Playstation 2 DTL-H1000 Debugging station (TEST)

Since the TOOL was an expensive beast aimed at programmers, for QA testing of games, Sony released another unit for known as the PLAYSTATION 2 DTL-H1000 DEBUGGING STATION or TEST for short. This was basically a standard Playstation 2 but with the ability to read burned CDRs.

There were a few different models of the TEST and different variants for each region:

  • Playstation 2 DTL-H1000 Debugging Station
  • Playstation 2 DTL-H10100 Debugging Station
  • Playstation 2 DTL-30002 Debugging Station
  • Playstation 2 SPCH-39004 console
  • Playstation 2 SPCH-770004 console

Some early models didn’t have support for reading retail discs or DVDs, so only CDRs were supported 6.

To add networking capabilities you could purchase a DTL-H10010 Development tool PCMCIA card that slotted into the back of the TEST unit (there was a PCMCIA slot on the TEST where the retail had the Hard Drive bay).

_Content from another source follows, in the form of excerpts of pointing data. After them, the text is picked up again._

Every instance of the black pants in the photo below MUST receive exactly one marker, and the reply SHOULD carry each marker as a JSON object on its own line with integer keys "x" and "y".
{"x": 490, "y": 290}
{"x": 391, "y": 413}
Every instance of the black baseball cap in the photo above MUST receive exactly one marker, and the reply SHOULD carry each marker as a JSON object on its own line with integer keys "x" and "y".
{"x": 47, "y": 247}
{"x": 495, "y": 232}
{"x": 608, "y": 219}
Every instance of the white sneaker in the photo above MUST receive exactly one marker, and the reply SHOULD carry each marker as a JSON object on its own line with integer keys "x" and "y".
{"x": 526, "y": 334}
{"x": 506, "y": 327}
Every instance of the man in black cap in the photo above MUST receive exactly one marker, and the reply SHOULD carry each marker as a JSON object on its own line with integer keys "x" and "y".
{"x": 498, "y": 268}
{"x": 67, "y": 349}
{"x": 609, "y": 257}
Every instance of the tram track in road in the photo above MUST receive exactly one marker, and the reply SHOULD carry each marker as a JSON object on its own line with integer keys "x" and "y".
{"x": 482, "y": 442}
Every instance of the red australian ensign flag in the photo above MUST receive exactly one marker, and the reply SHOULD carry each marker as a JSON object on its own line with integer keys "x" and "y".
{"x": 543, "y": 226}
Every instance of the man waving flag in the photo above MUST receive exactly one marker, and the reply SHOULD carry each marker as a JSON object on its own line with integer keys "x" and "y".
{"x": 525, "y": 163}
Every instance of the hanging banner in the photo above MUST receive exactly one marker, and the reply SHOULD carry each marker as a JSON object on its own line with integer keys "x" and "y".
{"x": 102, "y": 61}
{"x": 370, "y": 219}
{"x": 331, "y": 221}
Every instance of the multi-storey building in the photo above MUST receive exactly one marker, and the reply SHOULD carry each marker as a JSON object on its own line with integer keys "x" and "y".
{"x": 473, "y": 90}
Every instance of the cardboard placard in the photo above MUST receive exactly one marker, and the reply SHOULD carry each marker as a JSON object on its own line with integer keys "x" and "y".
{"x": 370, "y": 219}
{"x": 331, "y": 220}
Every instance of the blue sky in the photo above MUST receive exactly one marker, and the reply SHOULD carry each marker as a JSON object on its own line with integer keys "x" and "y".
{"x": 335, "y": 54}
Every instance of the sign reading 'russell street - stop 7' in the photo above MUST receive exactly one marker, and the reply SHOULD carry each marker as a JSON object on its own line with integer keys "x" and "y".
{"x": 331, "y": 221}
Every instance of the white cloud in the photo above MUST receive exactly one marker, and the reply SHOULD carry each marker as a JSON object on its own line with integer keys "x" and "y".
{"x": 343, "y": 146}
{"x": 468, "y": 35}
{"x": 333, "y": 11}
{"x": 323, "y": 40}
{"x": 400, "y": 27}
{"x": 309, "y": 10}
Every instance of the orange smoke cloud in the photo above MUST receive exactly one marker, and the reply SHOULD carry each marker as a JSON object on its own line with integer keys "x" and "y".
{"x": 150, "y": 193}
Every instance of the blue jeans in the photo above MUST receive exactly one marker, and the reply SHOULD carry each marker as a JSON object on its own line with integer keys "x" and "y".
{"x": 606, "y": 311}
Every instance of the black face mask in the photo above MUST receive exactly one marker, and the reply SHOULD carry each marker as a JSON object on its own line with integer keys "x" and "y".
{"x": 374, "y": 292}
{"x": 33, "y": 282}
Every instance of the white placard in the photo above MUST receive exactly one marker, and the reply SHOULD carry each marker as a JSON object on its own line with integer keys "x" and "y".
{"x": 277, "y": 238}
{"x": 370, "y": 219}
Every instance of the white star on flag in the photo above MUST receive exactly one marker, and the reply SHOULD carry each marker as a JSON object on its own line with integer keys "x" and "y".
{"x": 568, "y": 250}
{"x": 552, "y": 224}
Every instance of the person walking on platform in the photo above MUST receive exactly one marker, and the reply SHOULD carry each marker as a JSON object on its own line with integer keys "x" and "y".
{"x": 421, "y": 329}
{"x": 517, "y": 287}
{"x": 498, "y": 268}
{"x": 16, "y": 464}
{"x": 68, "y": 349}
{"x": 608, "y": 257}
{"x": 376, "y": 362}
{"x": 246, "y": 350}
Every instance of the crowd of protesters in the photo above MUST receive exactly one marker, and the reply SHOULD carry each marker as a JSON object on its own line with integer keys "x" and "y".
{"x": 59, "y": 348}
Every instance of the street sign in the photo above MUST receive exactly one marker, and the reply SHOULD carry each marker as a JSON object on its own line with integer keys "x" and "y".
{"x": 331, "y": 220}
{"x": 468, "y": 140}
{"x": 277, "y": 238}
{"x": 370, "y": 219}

PS2 Debugging Station - The Video Game Project

For more information on the Debugging station, The Video Game project has an excellent page on the subject


Consumer Development Kits

Consumer development kits allow hobbies users to create software for the Playstation 2, technically Sony released two official products for this, one was the Yabasic development environment and the other was the much more capable Playstation 2 Linux development kit.

Playstation 2 Linux

Sony officially released an official development kit for hobbyists similar to their Net Yaroze system they created for the original Playstation.

The kit comes with:

  • PS2 Linux software
  • PS2 branded Mouse
  • PS2 branded keyboard
  • PS2 Harddrive adapter + Netwrok interface
  • PS2 to VGA adapter
  • Hard Drive

They sold many of these to universities to teach ‘console’ development, but we use the word console lightly as it was basically just Linux game programming, as control of the PS2 hardware was severely limited on the development kit 7.

Yabasic

Yabasic was released with every single PAL Playstation 2 on the accompanying free demo disc.

It was offered as an attempt to clarify the Playstation 2 as a Home Computer in the European Union to avoid the game console tax which existed at the time 8.

This attempt failed to convince the courts in Europe that the console should be classified as a Home Computer.